Second suit filed in deadly crash at border

by The Associated Press

A second lawsuit has been filed in a fiery 1998 car crash at the Peace Arch border crossing that killed two young Canadian women - this one by the father of one of them.

In a King County Superior Court lawsuit filed this week, Cat Simril Ishikawa seeks unspecified damages from Julia Campagna of Kirkland, driver of the car that struck the women's vehicle, and the maker and retailer of Xenadrine, a herbal supplement she was taking.

"It's our only option right now," said Ishikawa, of Vancouver, B.C. "We hope to get some sense of justice - something we didn't get from the criminal trial."

Ishikawa's daughter Monique, 19, and her friend, Kimberly Brooks, 18, died when their car was rear-ended by Campagna's vehicle and exploded into flames.

In September 1999, a court in New Westminster, B.C. found Campagna not guilty of two counts of vehicular homicide on grounds of mental illness attributed to the Xenadrine.

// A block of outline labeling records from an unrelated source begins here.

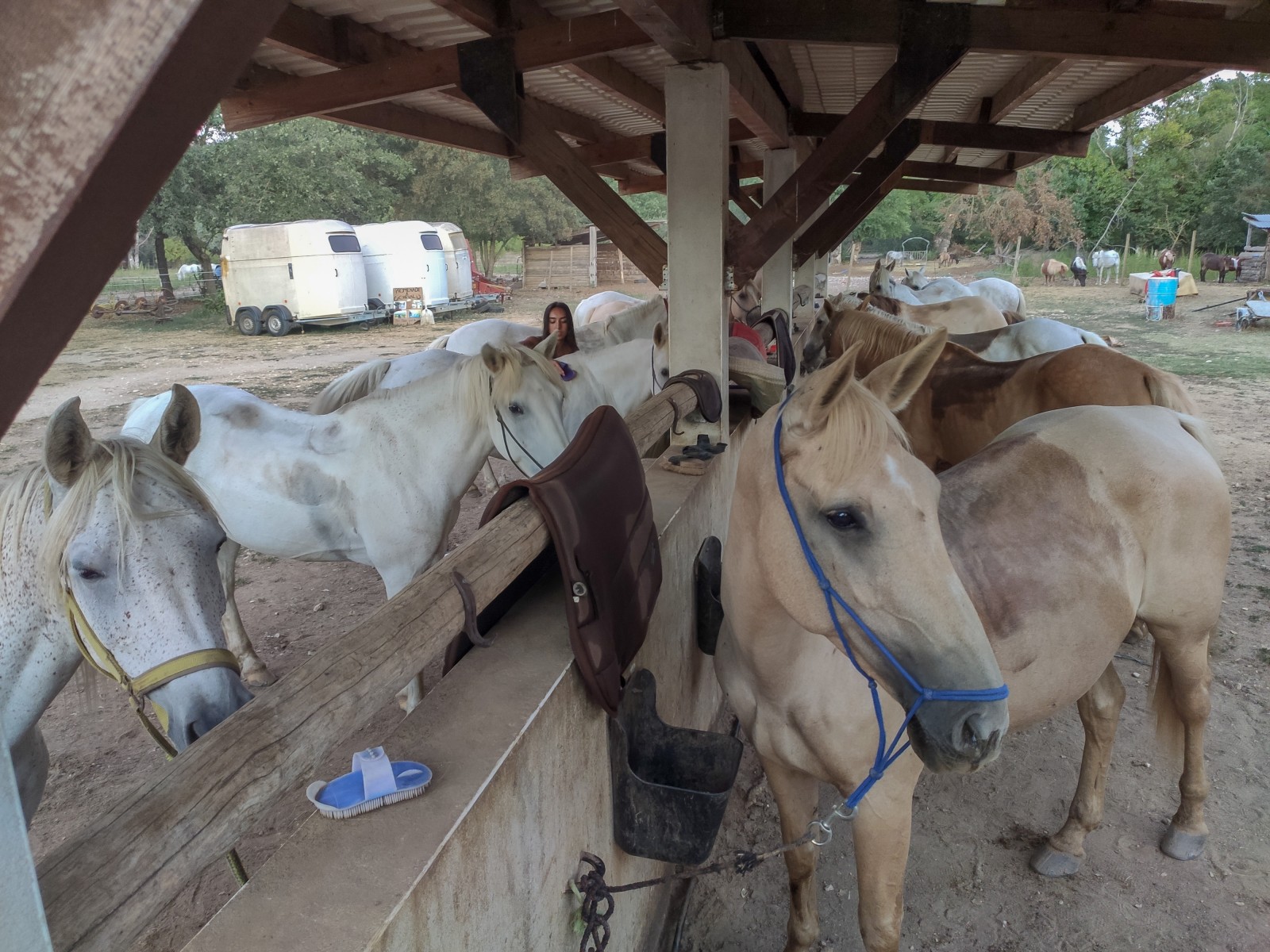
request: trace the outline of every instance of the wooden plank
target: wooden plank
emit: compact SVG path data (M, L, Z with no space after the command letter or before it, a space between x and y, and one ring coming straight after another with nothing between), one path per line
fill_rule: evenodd
M895 63L837 123L789 182L763 203L762 211L745 226L742 240L729 248L728 260L739 273L762 268L838 184L960 62L963 52L902 47Z
M980 169L952 162L904 162L906 179L940 179L942 182L968 182L975 185L1013 185L1017 174L1001 169Z
M1053 56L1038 56L1002 84L987 103L980 122L1001 122L1036 93L1067 72L1074 62Z
M0 36L0 432L282 6L43 0Z
M1077 60L1194 66L1205 70L1270 70L1270 24L1187 17L1187 4L1166 11L1096 10L1073 14L1043 8L923 4L917 14L950 46ZM898 46L912 14L906 0L843 0L828 15L823 4L729 0L716 10L716 36L806 43Z
M640 29L616 10L527 27L512 34L512 39L516 67L521 71L559 66L648 42ZM235 93L222 102L221 113L226 128L239 131L457 84L457 46L415 50L337 72L296 76L267 89Z
M688 387L667 387L627 418L635 446L646 452L674 419L695 407ZM309 779L315 763L444 651L464 618L451 572L467 578L483 611L547 545L537 509L528 500L516 503L370 618L99 812L83 834L41 863L55 946L62 952L130 947L274 797Z

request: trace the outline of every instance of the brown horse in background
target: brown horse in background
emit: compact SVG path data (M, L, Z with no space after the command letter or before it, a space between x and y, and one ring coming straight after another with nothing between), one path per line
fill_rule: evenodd
M1208 272L1217 272L1217 283L1224 284L1227 272L1234 272L1234 277L1240 277L1240 267L1237 258L1208 251L1199 259L1199 279L1206 281Z
M828 359L836 360L859 344L856 368L861 374L933 336L881 317L857 317L865 320L842 321L834 329ZM1196 415L1195 402L1177 377L1106 347L1081 344L997 362L945 343L926 381L895 416L912 440L913 456L940 472L978 453L1011 425L1046 410L1152 404Z

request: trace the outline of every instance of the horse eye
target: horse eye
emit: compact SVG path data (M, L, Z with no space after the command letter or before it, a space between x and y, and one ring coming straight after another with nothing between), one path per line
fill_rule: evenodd
M831 509L824 514L824 520L833 528L842 531L864 528L864 522L851 509Z

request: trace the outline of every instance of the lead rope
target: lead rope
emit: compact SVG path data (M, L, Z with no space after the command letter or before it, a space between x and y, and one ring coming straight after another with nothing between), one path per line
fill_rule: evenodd
M582 943L578 947L579 952L605 952L605 948L608 944L608 918L613 913L612 895L615 892L630 892L632 890L649 889L650 886L660 886L662 883L673 882L676 880L691 880L697 876L709 876L729 868L744 875L765 859L781 856L791 849L798 849L799 847L808 844L813 847L828 845L828 843L833 839L833 821L853 820L856 817L856 811L860 807L860 801L864 800L865 795L869 793L874 784L881 779L886 768L895 763L895 760L898 760L899 757L908 750L908 743L906 741L900 745L900 740L903 739L904 731L908 729L908 725L913 720L918 708L921 708L921 706L927 701L1005 701L1010 697L1010 688L1005 684L999 688L980 688L974 691L923 688L921 683L918 683L918 680L904 669L904 665L899 663L886 646L881 644L881 640L867 625L865 625L864 619L856 613L856 611L847 604L842 595L839 595L833 588L833 583L829 581L824 569L820 567L820 562L812 551L812 546L806 541L806 536L803 534L803 526L798 520L798 513L794 510L794 500L790 499L789 486L785 484L785 466L781 462L781 433L785 426L785 407L789 406L789 401L792 396L794 391L791 390L777 411L776 429L772 433L772 457L776 463L776 485L781 491L781 501L785 503L785 512L789 513L790 523L794 526L799 546L803 548L803 559L806 561L808 569L812 570L812 575L815 576L817 585L819 585L820 593L824 595L824 604L829 612L829 621L833 623L833 631L837 633L838 641L842 644L842 650L846 652L852 668L855 668L856 671L860 673L860 677L869 684L869 693L872 697L874 717L878 721L878 753L874 755L872 767L869 769L869 776L856 784L856 788L852 790L851 793L847 795L837 806L834 806L833 810L831 810L826 816L809 823L806 833L795 840L782 843L779 847L773 847L761 853L738 852L733 859L716 859L715 862L705 866L695 866L678 872L667 873L665 876L659 876L654 880L640 880L639 882L630 882L624 886L606 885L603 861L592 853L583 853L580 857L582 863L589 866L591 869L580 873L569 883L574 895L579 896L582 900L582 908L577 913L579 923L583 928ZM900 677L904 678L908 685L917 692L917 701L913 702L913 706L906 712L904 720L900 722L895 731L895 737L889 745L886 744L886 721L883 716L878 682L869 677L865 669L861 668L860 663L856 660L856 654L851 650L851 642L847 641L847 635L842 628L841 619L838 618L838 607L847 613L847 617L855 622L856 627L859 627L860 631L862 631L874 644L874 646L881 651L883 658L886 659L888 664L899 671Z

Ishikawa's attorney, Greg Samuels - an American who lives in Vancouver and handles cases on both sides of the border - said he expects it will take more than a year for the case to go to trial in Seattle.

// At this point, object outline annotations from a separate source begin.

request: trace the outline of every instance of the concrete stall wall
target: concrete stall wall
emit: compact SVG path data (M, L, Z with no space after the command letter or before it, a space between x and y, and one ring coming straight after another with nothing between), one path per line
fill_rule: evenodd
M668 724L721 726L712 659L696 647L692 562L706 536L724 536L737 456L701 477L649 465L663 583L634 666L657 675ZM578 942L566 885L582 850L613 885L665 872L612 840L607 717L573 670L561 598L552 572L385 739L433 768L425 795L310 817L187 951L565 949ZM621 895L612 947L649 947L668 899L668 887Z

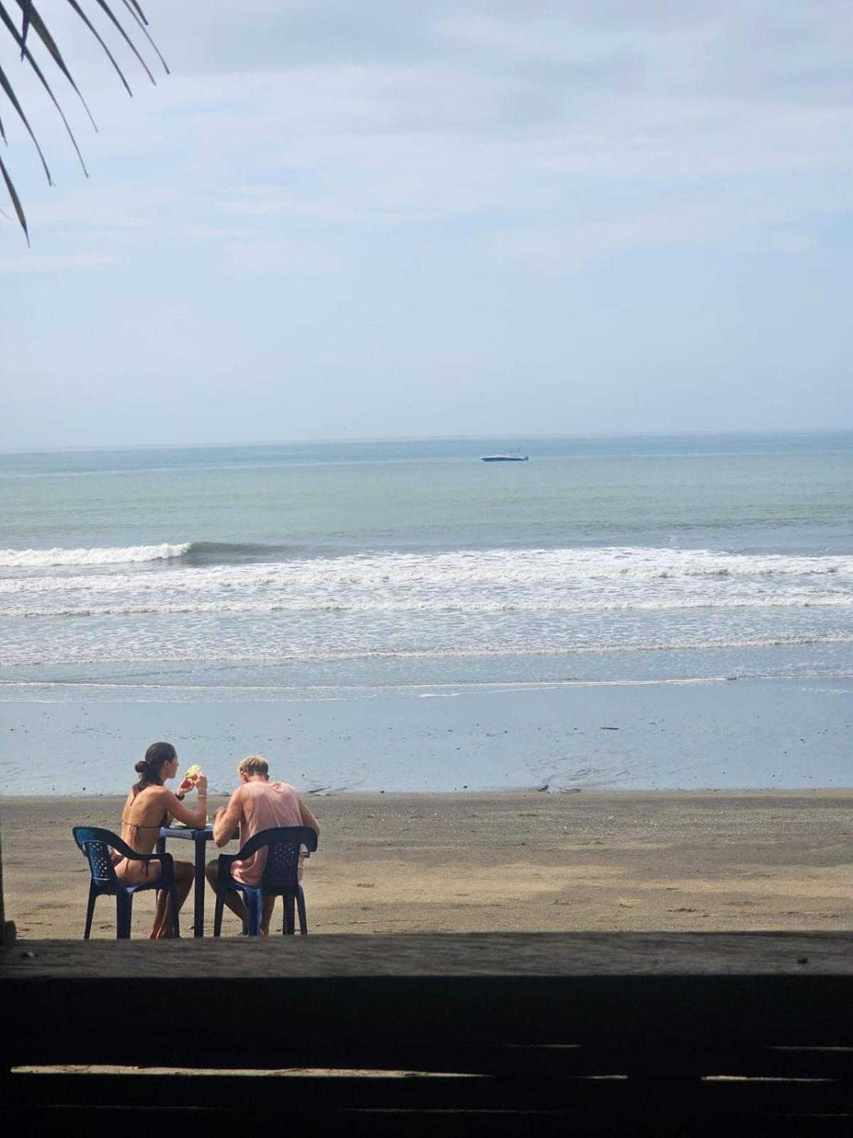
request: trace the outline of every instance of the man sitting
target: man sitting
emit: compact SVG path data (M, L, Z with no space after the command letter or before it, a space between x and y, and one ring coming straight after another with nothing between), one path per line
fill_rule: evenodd
M227 806L221 806L214 815L214 841L217 846L227 846L234 826L240 826L240 848L262 830L274 826L308 826L317 836L320 826L317 819L303 802L297 792L288 783L270 782L270 765L260 754L249 754L237 768L240 786L229 799ZM266 850L258 850L245 861L234 861L231 876L246 885L259 885L264 874ZM218 875L218 858L207 863L205 876L216 889ZM299 877L303 876L301 858L299 859ZM225 904L243 922L248 913L237 890L225 893ZM260 933L270 932L270 918L273 915L274 897L265 897L262 901Z

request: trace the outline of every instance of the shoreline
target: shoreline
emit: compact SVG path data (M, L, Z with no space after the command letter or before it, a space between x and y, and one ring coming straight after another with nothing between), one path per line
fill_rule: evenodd
M0 800L6 916L22 940L82 937L89 871L71 827L115 831L122 800ZM212 798L210 813L224 801ZM309 801L321 825L304 882L312 932L853 929L853 790ZM168 848L187 857L187 844ZM147 935L151 910L140 894L134 938ZM207 934L212 913L208 892ZM238 932L226 918L224 934ZM109 899L92 935L115 937Z
M851 696L788 679L20 698L1 704L0 795L33 772L49 794L126 792L154 739L214 792L247 753L305 794L831 789L851 778Z

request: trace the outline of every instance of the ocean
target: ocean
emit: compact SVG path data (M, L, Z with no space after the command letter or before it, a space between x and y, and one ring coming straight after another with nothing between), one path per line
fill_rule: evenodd
M480 461L507 446L530 461ZM225 787L254 750L316 792L851 784L853 432L6 453L0 480L2 793L126 789L157 737Z

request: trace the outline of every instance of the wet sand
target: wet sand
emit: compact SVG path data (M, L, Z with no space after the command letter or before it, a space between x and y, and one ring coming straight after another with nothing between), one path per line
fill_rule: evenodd
M212 798L212 811L222 802ZM309 803L322 827L305 872L313 932L853 929L852 790ZM20 938L82 937L89 871L71 827L116 830L121 805L0 802L6 916ZM169 849L181 857L191 847ZM136 899L134 937L147 934L152 905L151 894ZM208 931L212 910L208 892ZM235 918L224 932L239 932ZM109 899L98 902L93 935L115 935Z

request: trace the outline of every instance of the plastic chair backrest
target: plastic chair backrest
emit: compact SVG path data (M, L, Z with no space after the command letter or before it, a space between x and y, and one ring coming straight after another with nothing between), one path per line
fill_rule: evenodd
M89 826L75 826L72 833L74 841L89 859L92 881L98 885L111 885L116 881L116 871L109 851L115 849L123 852L127 848L118 834Z
M299 850L303 846L309 853L317 848L317 835L313 830L307 826L275 826L262 830L250 838L238 853L238 858L242 860L266 847L262 889L265 892L295 889L299 881Z

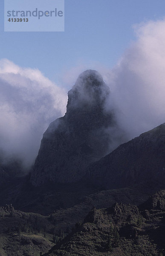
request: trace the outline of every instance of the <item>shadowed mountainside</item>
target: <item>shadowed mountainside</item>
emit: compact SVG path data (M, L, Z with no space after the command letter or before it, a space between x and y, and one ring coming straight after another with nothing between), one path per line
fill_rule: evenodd
M75 182L91 163L124 141L112 110L106 111L110 90L101 75L87 70L68 92L67 113L50 124L43 134L31 178L46 182Z

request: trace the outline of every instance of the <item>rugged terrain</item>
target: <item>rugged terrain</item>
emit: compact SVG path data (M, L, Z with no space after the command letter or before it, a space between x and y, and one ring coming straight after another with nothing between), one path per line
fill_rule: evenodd
M29 174L0 159L0 256L165 256L165 123L123 143L110 95L82 73Z

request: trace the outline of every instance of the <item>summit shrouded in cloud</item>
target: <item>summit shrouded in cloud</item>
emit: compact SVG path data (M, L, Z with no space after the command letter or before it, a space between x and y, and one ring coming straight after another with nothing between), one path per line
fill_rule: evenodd
M128 139L165 121L165 20L148 21L134 29L137 39L117 65L111 70L98 69L111 92L105 109L114 110L116 121ZM67 73L65 83L68 80L70 84L71 76L72 81L76 81L79 68L74 75L72 70L70 76ZM81 76L78 81L80 84ZM23 68L6 59L0 61L0 148L6 157L19 156L29 166L49 124L65 113L66 92L38 70ZM92 90L81 88L85 90L81 97L91 104ZM102 99L106 93L104 90L97 93L102 94ZM78 99L80 102L78 94L75 96L72 100L75 105ZM69 105L69 101L68 108Z
M110 94L98 72L88 70L79 76L69 91L65 116L51 123L43 134L33 185L77 181L90 163L109 152L110 145L122 142L113 111L105 111Z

"It's an interesting case from a legal point," Samuels said, noting that the crash occurred 220 yards north of the border.

"If not for that fact," he said, "this would be a straight wrongful-death case in Washington. It's one of those rare circumstances that a person might be allowed to sue in a foreign jurisdiction for an accident that happened up here."

The Ishikawa lawsuit also names Campagna's employer, Pharmacia and Upjohn, whose car she was driving; her running coach, who suggested she take the drug, and her doctor, who was aware she was taking it.

Last spring, Campagna herself sued Cytodyne Technologies, manufacturer of the weight-loss supplement Xenadrine, and General Nutrition, the company that sold her the pills.

In the criminal trial, three doctors testified that Xenadrine triggered a temporary psychosis in the 28-year-old marathon runner and caused her to barrel through the Peace Arch crossing and into a line of cars.

Campagna told that court she had started taking the supplement nine days before the crash to lose weight and improve her endurance in preparation for the New York City Marathon. She stopped taking the pills four days before the accident, after experiencing dizziness and other side effects associated with stimulants, but soon began having serious mental delusions.

Campagna's May lawsuit - now in federal court - contends Cytodyne Technologies and General Nutrition were negligent in producing and selling a defective product and not warning consumers about possible psychosis as a side effect.

Last fall, pharmacology experts at the University of Washington said such side effects are extremely rare.